I did get an upgraded laptop - still a ThinkPad, so you can't really tell the difference, just a newer model with more RAM.  I also added the tablet I got myself for Christmas (in lieu of exchanging gifts, my wife and I decided to upgrade our tablets), a Samsung Galaxy Tab 6 Lite.  It's actually a fairly nice little tablet, especially for the $250 price tag.  It's also really nice as an additional screen to play videos, podcasts, or music in the background while I work.  That way that stuff doesn't get in the way as it might if I put it on my computer (and it also doesn't have to go over the VPN). 

I've also upgraded my trackball from a Logitech Marble Mouse to a Kensington Expert Mouse.  This was actually necessitated by the fact that my Marble Mouse was really old and the left-click button finally started to die.  I've actually wanted to try an Expert Mouse style trackball for a long time - pretty much ever since I've been using left-handed trackballs.  But until relatively recently, I was too cheap to justify spending $100 on a trackball, so I settled for the Marble Mouse, which is much less expensive, but still good.  However, this time I decided to give the Expert Mouse a shot.  There aren't really that many choices for ambidextrous trackballs anyway, so why not get a nice one?  And so far it is pretty nice.  The large trackball takes a little getting used to, but it controls well enough and is fairly comfortable with the wrist rest.  It's got a scroll wheel that's nicer than the buttons on the Marble Mouse, and the configuration software works pretty well.  The Expert Mouse actually has four physical buttons and the scroll wheel, compared to the four buttons total (including scroll) on the Marble Mouse, and will treat clicking both top or bottom buttons at once as fifth and sixth buttons.  That's nice because it actually gives you a little more slack to do something useful with the extra buttons. So I have the top buttons configured for universal scroll, copy, and paste.  However, I did find that there's not way in the UI to control the concurrent-click detection time, so using the click-both feature on the bottom two buttons (right- and left-click by default) doesn't work well - it's easy for it to confused and do things like swallow double-clicks.  Still, I'm happy with the change.

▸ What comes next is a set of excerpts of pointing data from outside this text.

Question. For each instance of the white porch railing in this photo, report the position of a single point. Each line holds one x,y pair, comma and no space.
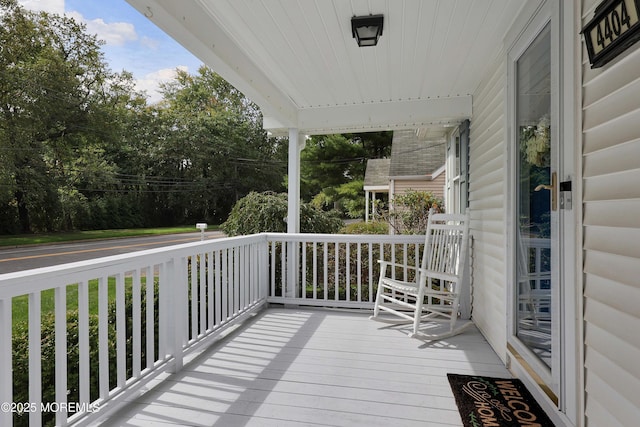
136,316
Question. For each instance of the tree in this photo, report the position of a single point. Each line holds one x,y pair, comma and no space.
329,161
267,211
333,168
55,91
210,146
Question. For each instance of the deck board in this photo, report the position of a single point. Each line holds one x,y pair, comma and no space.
292,367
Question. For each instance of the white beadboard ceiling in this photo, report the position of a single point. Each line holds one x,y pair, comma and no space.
298,61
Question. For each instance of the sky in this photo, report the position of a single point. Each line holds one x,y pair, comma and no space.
133,43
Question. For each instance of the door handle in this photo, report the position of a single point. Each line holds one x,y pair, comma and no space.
551,187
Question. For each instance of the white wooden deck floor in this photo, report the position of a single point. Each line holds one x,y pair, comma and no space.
295,367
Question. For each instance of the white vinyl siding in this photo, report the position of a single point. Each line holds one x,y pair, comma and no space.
487,206
436,186
611,202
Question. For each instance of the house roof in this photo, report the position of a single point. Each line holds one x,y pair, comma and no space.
377,173
413,156
298,61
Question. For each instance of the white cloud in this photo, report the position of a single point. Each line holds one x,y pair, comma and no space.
51,6
150,83
152,44
114,33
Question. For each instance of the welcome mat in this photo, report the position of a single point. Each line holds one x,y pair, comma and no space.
496,402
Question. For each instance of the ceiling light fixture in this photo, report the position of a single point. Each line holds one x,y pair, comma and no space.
367,29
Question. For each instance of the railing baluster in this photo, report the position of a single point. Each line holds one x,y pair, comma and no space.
218,292
336,273
35,358
60,296
347,264
202,262
83,342
225,286
150,322
103,335
315,270
194,297
325,276
359,268
210,290
371,299
303,270
136,323
241,277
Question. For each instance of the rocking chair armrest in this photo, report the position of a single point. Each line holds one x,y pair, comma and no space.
436,275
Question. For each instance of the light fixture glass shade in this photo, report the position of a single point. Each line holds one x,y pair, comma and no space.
367,29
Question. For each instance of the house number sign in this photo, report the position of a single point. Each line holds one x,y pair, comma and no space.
614,27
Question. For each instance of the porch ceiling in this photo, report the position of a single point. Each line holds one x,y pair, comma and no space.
298,61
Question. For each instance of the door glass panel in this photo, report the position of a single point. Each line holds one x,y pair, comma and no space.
534,192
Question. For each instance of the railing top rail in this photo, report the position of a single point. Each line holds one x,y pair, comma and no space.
22,282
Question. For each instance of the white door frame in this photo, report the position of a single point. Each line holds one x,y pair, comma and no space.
564,397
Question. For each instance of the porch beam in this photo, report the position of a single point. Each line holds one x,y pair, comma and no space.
190,24
296,145
385,115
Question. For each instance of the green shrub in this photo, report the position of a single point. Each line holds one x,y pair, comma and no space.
267,212
20,347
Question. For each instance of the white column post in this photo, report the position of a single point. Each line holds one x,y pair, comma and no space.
295,147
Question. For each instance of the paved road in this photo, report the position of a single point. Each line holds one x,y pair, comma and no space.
28,257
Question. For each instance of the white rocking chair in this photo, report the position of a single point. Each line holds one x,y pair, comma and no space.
435,294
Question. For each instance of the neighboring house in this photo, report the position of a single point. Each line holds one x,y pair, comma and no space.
549,171
418,159
418,163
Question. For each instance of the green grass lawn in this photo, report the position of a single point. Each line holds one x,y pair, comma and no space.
34,239
20,308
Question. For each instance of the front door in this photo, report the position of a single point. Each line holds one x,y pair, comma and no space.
535,311
543,333
536,204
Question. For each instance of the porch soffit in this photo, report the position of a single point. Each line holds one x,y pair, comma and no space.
298,61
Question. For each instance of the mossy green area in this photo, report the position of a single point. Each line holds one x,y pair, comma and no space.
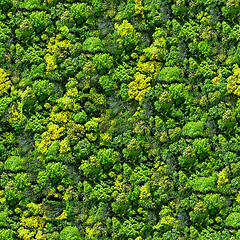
119,119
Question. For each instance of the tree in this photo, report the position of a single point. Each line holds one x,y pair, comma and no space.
103,62
14,163
80,12
39,20
70,233
5,83
92,44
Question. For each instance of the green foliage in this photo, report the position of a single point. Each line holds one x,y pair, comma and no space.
103,62
106,83
201,147
7,234
56,171
170,75
42,89
107,157
70,233
80,12
119,119
194,129
232,220
14,163
92,44
204,184
39,20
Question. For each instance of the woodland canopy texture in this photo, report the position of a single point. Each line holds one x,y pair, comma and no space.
119,119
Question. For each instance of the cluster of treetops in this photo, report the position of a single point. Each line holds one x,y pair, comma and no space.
119,119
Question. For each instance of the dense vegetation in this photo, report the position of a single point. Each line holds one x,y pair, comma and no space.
119,119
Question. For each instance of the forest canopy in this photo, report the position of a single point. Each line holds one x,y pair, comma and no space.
119,119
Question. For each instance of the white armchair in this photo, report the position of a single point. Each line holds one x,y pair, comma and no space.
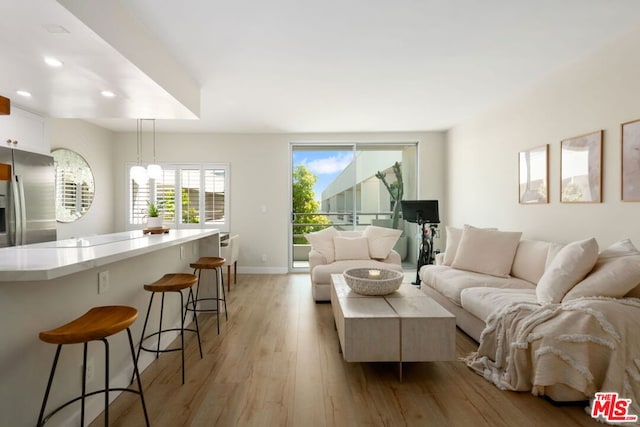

Right now I'm quite happy with my home office.  The hardware and desk space situation is good; I get plenty of sunlight, but due to the angles the sun never shines straight in the window; and I can even open the windows and get some fresh air!  And this is a good thing, because I'm going to be in it for a while.  My company isn't planning to require anyone to return to the office until at least October.  The offices are currently open with various COVID restrictions in place, but non-essential employees are returning on a purely voluntary basis.  And so far there aren't that many people in the office, so unless working from home is a problem for some reason, we don't really have much of a reason to go back.

I guess we'll see what happens toward the end of the year.  I know a lot of people are rooting for a "part-time office" model where we could go into the office two or three days a week for meetings and work from home the rest of the time.  So far there are no plans for that model, but I find it appealing as well.  My team was already distributed across two offices, so just having everyone work from home wasn't really that disruptive to us.  In fact, it might actually be easier in some expects, since while it does take away the in-person aspect, it also takes away the risks associated with that in a distributed team.  Sure, we can't have spontaneous, ad hoc conversations, but we also are less likely to leave important people out of those spontaneous conversations. I experienced that several times in a previous team where we had one remote person, who we would frequently forget to include in or notify of decisions we made in those spontaneous discussions.  Instead, we just have the conversation in the Slack channel and everybody can see it and join in if they want.